Re keeping spiders as pets. I know one person who owns one, and he is not suitable as a pet owner, you know one who keeps pitbulls and spiders just to scare the neighbourhood. Maybe it is different in Australia.
Ann Novek says
Actually I have the biggest respect for big hairy spiders, but where I come from , a spider means luck!
Jennifer says
Hey Neil,
I love the images and richness of colours juxtapose at your website and blog.
I wanted to leave this message there, as a comment.
I have logged in, I have a password, but I am incapable of getting the system to let me leave a message … all too complicated.

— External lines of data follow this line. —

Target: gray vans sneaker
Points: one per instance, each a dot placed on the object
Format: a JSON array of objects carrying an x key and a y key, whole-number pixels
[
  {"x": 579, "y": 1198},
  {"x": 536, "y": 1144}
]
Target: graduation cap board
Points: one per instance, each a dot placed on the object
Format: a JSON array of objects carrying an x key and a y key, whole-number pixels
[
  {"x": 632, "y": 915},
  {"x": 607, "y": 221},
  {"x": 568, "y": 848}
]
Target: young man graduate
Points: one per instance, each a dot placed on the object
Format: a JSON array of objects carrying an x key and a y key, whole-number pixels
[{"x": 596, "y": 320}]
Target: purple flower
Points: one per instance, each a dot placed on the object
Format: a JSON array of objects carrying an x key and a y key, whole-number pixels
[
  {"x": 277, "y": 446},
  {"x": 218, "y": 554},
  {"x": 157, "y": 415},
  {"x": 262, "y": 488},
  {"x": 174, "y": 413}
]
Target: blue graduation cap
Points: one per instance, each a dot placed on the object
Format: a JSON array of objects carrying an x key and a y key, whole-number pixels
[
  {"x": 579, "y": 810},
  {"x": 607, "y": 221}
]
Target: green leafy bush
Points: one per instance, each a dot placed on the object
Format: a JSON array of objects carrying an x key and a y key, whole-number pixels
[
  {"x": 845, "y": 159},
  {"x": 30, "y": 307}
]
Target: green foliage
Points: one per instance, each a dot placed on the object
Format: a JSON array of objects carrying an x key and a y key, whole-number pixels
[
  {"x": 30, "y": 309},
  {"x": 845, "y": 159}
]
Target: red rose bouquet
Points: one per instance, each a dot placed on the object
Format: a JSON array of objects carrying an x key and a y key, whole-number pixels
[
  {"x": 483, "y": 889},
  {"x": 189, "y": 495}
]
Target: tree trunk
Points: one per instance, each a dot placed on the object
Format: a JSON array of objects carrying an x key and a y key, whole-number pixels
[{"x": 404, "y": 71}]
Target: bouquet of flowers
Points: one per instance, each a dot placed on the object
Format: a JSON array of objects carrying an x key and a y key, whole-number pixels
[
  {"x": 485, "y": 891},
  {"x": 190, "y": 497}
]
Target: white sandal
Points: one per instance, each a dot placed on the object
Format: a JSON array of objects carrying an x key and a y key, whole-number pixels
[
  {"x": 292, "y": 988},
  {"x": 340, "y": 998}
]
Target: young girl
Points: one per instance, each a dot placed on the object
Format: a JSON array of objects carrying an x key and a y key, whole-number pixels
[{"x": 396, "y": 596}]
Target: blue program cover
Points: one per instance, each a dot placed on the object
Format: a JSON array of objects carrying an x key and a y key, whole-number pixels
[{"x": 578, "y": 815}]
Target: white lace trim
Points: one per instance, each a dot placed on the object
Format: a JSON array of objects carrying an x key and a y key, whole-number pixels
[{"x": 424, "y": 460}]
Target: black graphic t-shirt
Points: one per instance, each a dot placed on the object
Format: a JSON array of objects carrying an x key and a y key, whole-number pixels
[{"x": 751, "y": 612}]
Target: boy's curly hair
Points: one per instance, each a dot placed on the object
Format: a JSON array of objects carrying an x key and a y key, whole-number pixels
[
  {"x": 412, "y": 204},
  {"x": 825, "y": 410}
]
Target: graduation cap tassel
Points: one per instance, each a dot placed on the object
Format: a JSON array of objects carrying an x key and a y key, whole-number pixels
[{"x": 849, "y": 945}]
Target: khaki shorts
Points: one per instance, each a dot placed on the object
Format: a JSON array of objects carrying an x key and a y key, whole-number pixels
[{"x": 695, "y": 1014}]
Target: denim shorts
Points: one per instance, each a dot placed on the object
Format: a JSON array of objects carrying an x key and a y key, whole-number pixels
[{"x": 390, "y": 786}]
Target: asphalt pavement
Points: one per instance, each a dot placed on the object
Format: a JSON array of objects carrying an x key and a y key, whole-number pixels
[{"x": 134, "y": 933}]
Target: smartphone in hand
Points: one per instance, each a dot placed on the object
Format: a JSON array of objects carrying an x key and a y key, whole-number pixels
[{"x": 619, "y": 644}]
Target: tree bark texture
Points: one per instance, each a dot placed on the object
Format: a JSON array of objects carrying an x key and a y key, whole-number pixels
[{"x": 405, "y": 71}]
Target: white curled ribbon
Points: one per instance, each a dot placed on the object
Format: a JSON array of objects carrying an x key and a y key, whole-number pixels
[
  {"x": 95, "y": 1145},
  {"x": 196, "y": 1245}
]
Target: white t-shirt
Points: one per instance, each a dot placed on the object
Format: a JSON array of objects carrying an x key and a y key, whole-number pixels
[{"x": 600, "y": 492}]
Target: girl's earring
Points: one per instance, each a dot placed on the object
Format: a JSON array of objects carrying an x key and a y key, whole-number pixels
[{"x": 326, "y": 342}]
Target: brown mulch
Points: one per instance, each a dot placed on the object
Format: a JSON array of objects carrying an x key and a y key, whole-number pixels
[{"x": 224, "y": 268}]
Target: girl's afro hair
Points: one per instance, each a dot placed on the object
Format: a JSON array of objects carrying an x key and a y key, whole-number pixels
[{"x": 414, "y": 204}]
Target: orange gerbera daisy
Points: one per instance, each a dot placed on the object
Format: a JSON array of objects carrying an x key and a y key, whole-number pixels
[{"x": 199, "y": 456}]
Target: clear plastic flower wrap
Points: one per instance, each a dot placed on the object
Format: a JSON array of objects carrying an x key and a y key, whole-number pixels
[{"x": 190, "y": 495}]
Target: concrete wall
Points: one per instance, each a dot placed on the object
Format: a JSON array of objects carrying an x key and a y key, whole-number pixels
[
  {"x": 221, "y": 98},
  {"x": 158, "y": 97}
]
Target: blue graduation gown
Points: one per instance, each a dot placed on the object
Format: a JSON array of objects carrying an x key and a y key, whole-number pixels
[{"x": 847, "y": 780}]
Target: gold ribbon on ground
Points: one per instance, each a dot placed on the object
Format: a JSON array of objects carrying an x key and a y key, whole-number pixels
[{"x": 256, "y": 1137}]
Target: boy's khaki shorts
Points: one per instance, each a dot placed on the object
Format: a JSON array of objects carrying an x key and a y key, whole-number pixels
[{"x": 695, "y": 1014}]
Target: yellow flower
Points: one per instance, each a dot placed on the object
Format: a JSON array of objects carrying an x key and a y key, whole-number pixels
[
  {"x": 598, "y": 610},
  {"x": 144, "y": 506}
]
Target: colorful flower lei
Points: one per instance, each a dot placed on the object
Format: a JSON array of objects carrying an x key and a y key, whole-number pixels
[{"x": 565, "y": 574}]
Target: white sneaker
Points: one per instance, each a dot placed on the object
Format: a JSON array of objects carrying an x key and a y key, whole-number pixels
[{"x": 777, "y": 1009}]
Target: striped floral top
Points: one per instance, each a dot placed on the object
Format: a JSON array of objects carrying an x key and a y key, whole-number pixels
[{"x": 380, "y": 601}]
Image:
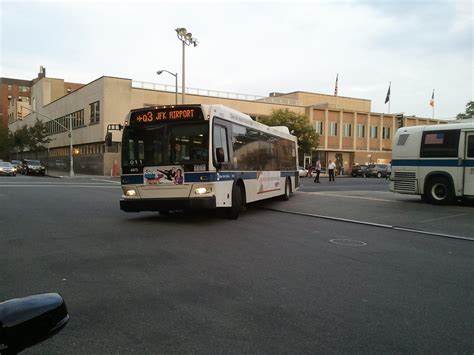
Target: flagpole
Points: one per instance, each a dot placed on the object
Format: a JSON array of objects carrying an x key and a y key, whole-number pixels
[
  {"x": 390, "y": 98},
  {"x": 433, "y": 106}
]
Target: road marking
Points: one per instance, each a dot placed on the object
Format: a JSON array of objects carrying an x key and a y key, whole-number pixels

I don’t know if anyone else has tried?
Neil Hewett says
Access issue resolved.
Sorry.
chthoniid says
Hmm
I like the pictures. Could I ask some techie questions? What macro lens did you use for the close-ups? Did you use a magnifying rings?
Pet-trade is an issue for some tarantulas, but destruction of animals ‘as pests’ is a far bigger threat.
Chthonic regards
B
Neil Hewett says
G’day chthoniid,
65mm F2.8 1-5x macro lens (no magnifiying rings). Very sensitive. I have more recently acquired a micro-adjustment rail as focussing is made by varying the distance between the subject and the front of the lens.
I was interested to read that you are ‘chiefly interested in wildlife conservation, and how economics can help provide solutions to management, habitat-loss and harvest problems’.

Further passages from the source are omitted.